One of the most important works of urban symphonies and experimental cinema. An astonishing way to discover the city of Berlin.
“Berlin, Symphony of a Great City” is a great example of the 'city symphony' film genre that became popular in the late 20s. Films without narrative content that uses a sequence of events to explain a city's daily life. Other noted examples of the genre include Charles Sheeler and Paul Strand's “Manhatta” (1921), Andre Sauvage's “Etudes sur Paris” (1928), Dziga Vertov's “Man with a Movie Camera” (1929), and Adalberto Kemeny's “São Paulo, Sinfonia da Metrópole” (1929).
This film represented a sort of break from Ruttmann's earlier films, which were abstract. Here, Ruttmann shows his knowledge of Soviet montage theory.

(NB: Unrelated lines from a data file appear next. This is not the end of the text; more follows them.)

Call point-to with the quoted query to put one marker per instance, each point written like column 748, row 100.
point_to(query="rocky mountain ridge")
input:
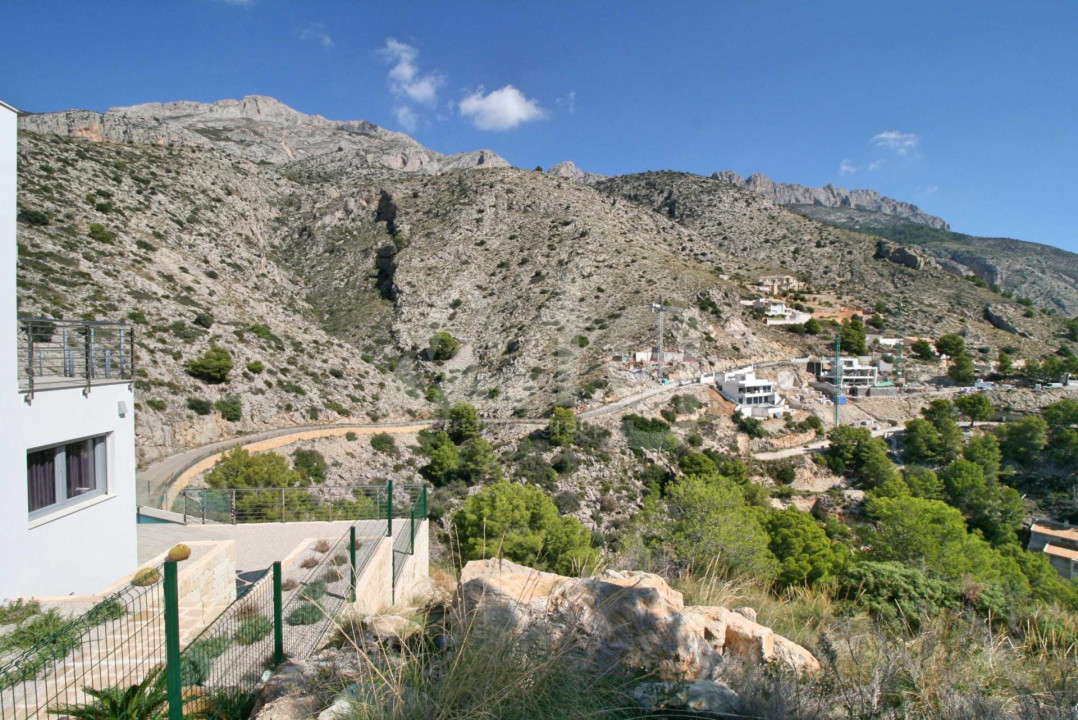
column 261, row 129
column 830, row 195
column 331, row 273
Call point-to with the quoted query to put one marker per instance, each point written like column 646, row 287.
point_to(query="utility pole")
column 838, row 376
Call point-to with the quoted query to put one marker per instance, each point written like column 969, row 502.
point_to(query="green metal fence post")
column 278, row 625
column 389, row 509
column 173, row 680
column 351, row 553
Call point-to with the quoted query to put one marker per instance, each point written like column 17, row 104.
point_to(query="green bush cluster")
column 212, row 367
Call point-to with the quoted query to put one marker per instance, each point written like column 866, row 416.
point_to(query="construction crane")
column 662, row 309
column 838, row 376
column 899, row 379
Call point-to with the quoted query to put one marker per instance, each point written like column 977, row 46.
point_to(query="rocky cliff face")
column 569, row 169
column 326, row 272
column 259, row 129
column 830, row 196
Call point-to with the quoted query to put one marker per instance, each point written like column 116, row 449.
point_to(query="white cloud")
column 569, row 102
column 406, row 118
column 316, row 32
column 900, row 142
column 404, row 77
column 502, row 109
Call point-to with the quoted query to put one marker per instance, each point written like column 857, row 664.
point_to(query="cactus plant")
column 179, row 553
column 146, row 577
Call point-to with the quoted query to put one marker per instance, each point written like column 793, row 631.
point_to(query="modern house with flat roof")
column 854, row 374
column 751, row 396
column 67, row 434
column 1060, row 542
column 776, row 285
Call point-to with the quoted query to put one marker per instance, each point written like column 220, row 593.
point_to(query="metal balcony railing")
column 65, row 354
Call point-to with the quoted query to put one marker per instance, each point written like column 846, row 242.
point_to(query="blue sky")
column 967, row 109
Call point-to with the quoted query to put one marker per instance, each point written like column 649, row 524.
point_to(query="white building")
column 67, row 483
column 1060, row 542
column 751, row 396
column 854, row 374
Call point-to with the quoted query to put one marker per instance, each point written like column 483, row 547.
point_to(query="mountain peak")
column 830, row 195
column 260, row 128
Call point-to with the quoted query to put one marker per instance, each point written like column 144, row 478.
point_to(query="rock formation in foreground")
column 633, row 620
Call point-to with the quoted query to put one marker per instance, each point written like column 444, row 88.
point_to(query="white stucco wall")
column 84, row 548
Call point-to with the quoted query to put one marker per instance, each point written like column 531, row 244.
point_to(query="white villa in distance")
column 752, row 397
column 67, row 485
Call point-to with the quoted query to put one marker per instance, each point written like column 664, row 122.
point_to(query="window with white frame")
column 64, row 474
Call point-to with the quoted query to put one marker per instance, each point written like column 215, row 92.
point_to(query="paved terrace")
column 258, row 544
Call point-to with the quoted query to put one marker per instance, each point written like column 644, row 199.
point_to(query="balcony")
column 67, row 354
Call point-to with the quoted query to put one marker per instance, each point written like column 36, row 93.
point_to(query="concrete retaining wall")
column 374, row 586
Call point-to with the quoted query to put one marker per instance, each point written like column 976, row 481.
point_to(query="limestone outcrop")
column 630, row 620
column 901, row 254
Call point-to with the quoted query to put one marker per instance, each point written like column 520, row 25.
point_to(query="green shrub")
column 522, row 523
column 305, row 613
column 313, row 591
column 18, row 610
column 32, row 217
column 750, row 426
column 253, row 630
column 98, row 233
column 199, row 405
column 563, row 427
column 683, row 404
column 443, row 346
column 384, row 443
column 644, row 433
column 231, row 409
column 212, row 367
column 311, row 465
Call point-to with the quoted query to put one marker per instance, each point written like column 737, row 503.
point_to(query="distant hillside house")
column 751, row 396
column 777, row 285
column 1060, row 542
column 67, row 483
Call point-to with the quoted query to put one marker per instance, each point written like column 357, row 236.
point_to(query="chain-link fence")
column 116, row 642
column 281, row 504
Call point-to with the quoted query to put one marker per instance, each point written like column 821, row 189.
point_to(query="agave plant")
column 146, row 701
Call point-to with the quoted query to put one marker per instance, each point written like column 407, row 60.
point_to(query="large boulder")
column 633, row 620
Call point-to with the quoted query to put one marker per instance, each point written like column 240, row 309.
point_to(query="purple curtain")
column 41, row 479
column 80, row 461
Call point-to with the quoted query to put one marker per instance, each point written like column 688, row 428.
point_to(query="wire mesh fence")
column 134, row 636
column 55, row 354
column 404, row 541
column 116, row 642
column 235, row 649
column 282, row 504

This film was made years before any real National Socialist influence and well before Joseph Goebbels' Propaganda Ministry took over all German film production, which stalled true creativity and forced the most artistic talent from the country. Today it is watched not for its onetime artistic or style value but as a filmed time capsule and an invaluable historical record of the great city of Berlin in the mid to late 1920s. Many of the buildings shown in the film didn’t survive the war.
The film was made years before any real National Socialist influence and well before Joseph Goebbels' Propaganda Ministry took over all German film production.
Unlike other Caspervek soundtracks, the music written by Brais González for "Berlin, Symphony of a City" follows the formal structure of a standard music album, avoiding the use of leitmotifs or recurring phrases, and separating the film into different chapters, each with a different piece of music. The style of the work moves between minimalism, jazz, post-rock, and classical music.
The work was originally composed for flute, piano, and percussion, later adding clarinet as well. The soundtrack was premiered in 2020 after a commission from the Vicente Risco Foundation.